President Obama's staff may not have known, and obviously did not tell him, that Stern had just begun a free fall in status everywhere outside the White House. It began with a hundred writers, academics, and assorted intellectuals all over the country who criticized his attack on Sal Rosselli's 150,000-member West Coast SEIU local; those critics were joined by a similar group in California, and then by public and community leaders in the state. In the labor movement, AFL-CIO leaders denounced him for his attack on John Wilhelm, president of UNITE/HERE. No one except his own staff and International Executive Board came to his defense; he lost the support of his own former partners in the Change to Win Federation which he had inspired and led. Inside his own SEIU, people he placed in high union positions turned out to be corrupt. Officers who he had appointed to run two important locals were defeated by rank and file oppositions.

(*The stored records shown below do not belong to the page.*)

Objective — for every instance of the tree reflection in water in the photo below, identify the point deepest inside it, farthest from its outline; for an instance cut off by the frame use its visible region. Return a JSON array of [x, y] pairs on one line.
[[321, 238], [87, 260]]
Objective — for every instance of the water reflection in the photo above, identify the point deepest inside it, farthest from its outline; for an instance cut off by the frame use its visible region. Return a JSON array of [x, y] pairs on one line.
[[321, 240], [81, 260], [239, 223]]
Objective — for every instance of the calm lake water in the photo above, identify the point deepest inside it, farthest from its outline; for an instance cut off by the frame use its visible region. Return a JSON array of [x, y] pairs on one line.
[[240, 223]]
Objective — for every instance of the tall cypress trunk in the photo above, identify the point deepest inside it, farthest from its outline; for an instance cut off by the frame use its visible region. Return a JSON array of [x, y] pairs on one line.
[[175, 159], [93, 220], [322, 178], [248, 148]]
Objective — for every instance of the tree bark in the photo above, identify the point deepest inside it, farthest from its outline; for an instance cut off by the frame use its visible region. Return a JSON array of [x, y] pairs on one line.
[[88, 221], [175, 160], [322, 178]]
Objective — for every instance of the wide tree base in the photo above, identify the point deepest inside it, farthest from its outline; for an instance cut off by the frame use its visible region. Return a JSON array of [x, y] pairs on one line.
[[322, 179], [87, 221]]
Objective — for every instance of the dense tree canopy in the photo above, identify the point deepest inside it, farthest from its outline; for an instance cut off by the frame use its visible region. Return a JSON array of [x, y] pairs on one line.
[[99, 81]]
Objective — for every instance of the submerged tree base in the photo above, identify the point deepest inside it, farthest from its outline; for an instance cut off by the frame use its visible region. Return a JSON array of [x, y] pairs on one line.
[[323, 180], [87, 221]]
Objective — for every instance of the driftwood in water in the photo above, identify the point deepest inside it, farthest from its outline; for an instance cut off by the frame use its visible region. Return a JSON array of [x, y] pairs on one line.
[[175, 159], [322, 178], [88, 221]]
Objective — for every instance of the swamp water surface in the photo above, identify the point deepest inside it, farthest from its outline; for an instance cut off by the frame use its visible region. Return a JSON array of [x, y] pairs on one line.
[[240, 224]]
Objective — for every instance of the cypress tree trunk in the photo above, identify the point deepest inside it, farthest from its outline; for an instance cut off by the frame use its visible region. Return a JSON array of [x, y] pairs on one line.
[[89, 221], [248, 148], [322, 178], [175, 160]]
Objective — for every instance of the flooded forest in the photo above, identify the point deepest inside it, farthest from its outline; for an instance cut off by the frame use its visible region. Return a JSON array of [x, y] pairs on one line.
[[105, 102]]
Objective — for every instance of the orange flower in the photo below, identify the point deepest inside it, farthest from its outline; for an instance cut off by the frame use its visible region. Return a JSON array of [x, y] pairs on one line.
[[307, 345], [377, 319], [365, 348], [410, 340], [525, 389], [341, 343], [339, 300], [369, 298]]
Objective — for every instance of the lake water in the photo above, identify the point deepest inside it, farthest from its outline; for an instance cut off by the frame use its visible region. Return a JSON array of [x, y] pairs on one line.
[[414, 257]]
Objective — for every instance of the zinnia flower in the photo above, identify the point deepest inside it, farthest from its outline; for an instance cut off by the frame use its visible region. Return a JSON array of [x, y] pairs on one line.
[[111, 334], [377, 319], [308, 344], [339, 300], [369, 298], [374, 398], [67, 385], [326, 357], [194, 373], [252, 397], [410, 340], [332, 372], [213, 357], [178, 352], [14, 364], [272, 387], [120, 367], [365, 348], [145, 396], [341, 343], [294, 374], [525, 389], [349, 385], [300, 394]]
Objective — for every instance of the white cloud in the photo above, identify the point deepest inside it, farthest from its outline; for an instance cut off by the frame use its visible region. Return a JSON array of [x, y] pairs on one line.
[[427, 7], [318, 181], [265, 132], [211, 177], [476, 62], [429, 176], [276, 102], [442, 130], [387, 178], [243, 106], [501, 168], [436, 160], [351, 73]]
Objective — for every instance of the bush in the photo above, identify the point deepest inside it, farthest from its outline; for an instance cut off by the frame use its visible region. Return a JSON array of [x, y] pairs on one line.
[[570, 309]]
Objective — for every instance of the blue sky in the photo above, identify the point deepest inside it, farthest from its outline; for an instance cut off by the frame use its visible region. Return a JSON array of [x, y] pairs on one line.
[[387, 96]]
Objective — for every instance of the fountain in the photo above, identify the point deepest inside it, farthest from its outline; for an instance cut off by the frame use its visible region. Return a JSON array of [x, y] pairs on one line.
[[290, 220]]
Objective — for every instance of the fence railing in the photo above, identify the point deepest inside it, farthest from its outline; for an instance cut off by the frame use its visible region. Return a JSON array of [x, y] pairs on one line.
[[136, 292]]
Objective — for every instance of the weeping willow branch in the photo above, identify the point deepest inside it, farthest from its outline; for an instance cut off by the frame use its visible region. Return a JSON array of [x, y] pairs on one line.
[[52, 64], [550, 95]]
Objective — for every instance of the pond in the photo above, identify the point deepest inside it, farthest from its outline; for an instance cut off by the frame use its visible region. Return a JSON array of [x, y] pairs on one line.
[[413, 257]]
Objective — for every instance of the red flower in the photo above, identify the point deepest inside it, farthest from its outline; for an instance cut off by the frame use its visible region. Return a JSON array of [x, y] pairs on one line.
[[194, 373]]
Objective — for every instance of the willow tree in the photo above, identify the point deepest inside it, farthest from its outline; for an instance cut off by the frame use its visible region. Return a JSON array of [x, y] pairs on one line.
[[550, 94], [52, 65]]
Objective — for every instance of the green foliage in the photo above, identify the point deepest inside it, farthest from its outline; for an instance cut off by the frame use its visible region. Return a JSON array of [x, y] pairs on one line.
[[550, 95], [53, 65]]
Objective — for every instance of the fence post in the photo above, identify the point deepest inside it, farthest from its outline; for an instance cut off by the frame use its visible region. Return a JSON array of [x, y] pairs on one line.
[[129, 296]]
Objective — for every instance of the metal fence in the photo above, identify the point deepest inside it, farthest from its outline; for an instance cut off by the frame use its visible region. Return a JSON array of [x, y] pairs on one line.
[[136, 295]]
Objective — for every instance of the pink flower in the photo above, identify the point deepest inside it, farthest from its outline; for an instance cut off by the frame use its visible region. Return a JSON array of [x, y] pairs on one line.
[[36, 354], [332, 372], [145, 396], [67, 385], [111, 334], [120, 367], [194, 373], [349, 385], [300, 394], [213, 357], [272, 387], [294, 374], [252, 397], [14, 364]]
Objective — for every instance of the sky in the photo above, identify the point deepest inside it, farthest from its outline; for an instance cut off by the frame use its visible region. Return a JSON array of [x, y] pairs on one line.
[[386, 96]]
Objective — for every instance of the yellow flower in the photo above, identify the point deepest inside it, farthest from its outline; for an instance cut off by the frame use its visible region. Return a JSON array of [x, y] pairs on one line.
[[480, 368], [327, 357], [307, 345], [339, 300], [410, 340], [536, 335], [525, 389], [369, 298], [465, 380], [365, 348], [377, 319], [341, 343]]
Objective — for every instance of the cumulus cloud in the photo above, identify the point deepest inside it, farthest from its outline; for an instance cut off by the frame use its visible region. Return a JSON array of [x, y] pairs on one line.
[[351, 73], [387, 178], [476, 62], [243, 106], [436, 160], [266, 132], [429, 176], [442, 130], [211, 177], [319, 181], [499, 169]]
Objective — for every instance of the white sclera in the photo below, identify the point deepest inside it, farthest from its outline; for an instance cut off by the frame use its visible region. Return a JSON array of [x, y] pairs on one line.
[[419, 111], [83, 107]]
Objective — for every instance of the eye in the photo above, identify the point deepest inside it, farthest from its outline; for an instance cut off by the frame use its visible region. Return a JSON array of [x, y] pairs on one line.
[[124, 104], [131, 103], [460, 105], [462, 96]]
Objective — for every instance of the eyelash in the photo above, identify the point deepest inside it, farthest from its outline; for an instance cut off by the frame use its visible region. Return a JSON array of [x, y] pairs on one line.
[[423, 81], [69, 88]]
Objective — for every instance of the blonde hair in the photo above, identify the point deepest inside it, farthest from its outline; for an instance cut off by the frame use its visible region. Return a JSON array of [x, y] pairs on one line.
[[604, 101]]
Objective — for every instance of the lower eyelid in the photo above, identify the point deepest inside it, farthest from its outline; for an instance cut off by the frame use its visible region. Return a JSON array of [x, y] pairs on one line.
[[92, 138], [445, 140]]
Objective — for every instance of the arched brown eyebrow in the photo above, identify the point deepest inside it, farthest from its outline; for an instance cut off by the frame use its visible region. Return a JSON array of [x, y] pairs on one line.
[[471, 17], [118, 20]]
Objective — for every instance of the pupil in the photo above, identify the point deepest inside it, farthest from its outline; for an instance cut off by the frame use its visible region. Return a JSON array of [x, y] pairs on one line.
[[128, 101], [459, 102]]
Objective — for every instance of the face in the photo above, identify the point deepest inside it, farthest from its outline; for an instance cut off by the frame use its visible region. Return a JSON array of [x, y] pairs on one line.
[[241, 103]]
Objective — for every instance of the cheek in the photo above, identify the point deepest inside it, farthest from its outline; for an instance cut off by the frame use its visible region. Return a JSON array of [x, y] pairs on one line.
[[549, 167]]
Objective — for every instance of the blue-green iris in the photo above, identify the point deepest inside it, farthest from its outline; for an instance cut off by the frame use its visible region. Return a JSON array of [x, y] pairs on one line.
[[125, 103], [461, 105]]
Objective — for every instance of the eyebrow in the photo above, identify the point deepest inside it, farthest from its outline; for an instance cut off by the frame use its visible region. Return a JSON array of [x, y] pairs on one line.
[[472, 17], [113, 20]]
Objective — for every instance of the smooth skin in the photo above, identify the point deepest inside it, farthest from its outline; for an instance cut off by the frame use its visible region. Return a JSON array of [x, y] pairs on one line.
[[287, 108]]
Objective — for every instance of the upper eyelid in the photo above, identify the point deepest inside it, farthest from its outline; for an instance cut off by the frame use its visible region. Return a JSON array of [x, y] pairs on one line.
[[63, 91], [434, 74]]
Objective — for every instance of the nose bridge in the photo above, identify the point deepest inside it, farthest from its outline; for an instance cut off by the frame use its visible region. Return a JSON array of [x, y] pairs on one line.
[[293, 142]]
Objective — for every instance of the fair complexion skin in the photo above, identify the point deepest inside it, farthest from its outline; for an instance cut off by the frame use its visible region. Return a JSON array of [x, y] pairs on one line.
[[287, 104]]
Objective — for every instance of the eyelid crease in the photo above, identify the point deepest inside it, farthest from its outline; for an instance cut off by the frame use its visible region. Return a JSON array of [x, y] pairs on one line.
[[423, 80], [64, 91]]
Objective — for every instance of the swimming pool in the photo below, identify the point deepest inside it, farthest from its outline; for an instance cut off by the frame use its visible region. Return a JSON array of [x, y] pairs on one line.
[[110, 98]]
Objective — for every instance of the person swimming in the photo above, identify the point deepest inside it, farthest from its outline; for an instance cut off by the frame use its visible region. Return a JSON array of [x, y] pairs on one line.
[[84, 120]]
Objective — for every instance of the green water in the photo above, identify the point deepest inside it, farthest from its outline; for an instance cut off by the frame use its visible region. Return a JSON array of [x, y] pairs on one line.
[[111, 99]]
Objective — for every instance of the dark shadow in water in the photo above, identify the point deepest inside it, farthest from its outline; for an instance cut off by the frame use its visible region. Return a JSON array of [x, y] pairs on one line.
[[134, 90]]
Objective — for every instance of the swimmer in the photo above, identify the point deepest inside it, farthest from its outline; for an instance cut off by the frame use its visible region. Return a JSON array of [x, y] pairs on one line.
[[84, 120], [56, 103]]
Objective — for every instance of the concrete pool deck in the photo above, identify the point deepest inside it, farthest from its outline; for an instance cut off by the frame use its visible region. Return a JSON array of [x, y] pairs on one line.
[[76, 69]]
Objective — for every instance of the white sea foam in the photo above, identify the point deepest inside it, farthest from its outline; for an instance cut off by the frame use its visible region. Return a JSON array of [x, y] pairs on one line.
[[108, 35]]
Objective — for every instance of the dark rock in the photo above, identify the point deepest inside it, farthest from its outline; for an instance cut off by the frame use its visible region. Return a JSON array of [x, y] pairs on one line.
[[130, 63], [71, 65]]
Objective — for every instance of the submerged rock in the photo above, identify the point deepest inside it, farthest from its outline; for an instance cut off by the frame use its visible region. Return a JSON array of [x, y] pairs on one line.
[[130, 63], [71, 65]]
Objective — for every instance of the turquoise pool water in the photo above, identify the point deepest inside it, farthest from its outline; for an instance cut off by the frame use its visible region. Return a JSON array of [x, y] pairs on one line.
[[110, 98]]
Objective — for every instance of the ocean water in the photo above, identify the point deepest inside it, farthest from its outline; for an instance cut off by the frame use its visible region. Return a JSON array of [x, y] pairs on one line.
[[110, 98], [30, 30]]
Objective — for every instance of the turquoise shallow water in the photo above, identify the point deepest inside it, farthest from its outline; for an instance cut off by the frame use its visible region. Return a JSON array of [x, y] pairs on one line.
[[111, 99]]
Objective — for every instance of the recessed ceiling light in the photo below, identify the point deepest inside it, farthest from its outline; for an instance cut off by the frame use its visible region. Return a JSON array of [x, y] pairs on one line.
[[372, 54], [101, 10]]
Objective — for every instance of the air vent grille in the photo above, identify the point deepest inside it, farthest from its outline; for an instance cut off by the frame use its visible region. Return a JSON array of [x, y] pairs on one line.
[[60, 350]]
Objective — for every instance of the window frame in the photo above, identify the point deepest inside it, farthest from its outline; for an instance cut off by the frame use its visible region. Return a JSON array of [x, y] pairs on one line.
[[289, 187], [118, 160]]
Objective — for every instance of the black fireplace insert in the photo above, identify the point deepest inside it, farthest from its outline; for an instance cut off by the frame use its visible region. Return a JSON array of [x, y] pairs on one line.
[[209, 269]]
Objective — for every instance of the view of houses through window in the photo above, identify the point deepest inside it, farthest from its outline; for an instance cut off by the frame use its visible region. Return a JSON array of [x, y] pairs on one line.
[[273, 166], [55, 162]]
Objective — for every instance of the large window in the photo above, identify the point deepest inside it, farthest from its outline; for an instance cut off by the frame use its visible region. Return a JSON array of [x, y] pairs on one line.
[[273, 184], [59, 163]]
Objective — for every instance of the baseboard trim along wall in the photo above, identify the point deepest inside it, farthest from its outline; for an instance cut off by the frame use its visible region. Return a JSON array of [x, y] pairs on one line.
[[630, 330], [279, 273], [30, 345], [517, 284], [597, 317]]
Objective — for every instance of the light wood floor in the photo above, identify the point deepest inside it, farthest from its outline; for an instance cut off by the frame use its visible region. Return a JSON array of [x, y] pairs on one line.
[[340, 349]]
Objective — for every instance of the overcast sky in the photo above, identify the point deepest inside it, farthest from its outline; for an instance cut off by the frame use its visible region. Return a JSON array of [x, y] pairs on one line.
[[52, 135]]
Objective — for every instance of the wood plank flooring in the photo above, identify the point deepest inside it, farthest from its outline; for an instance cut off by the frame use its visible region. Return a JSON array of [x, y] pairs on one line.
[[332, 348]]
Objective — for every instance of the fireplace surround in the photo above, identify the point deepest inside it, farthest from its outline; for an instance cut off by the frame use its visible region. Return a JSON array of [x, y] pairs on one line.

The unkindest cut of all came from his own International Executive Board which, under the SEIU constitution, was authorized to choose the successor to fill Stern's unexpired term of office. Stern's choice for SEIU president was Anna Burger, presumably second in command as secretary treasurer and the natural choice for the job. Under Stern's tutelage, she had emerged as head of the Change to Win coalition. She announced that she was a ready and willing candidate and she seemed to be the routine choice. But it was not to be. Now that the retiring Stern had lost the power to dispense perquisites and inflict pain, the members of the International Executive Board, who had seemed so supinely under his thumb, seem to have broken loose. Anna Burger, Stern's choice, never had a chance. She was obviously unable even to mount a campaign. Within two weeks of Stern's withdrawal, the board chose the new president: Mary Kay Henry, had been an executive vice president and a leader of the union's healthcare division.

In choosing a new career, Andy Stern may have performed one last service for his union. The new president and the old international board are free to try to mend what has begun to tear the union apart.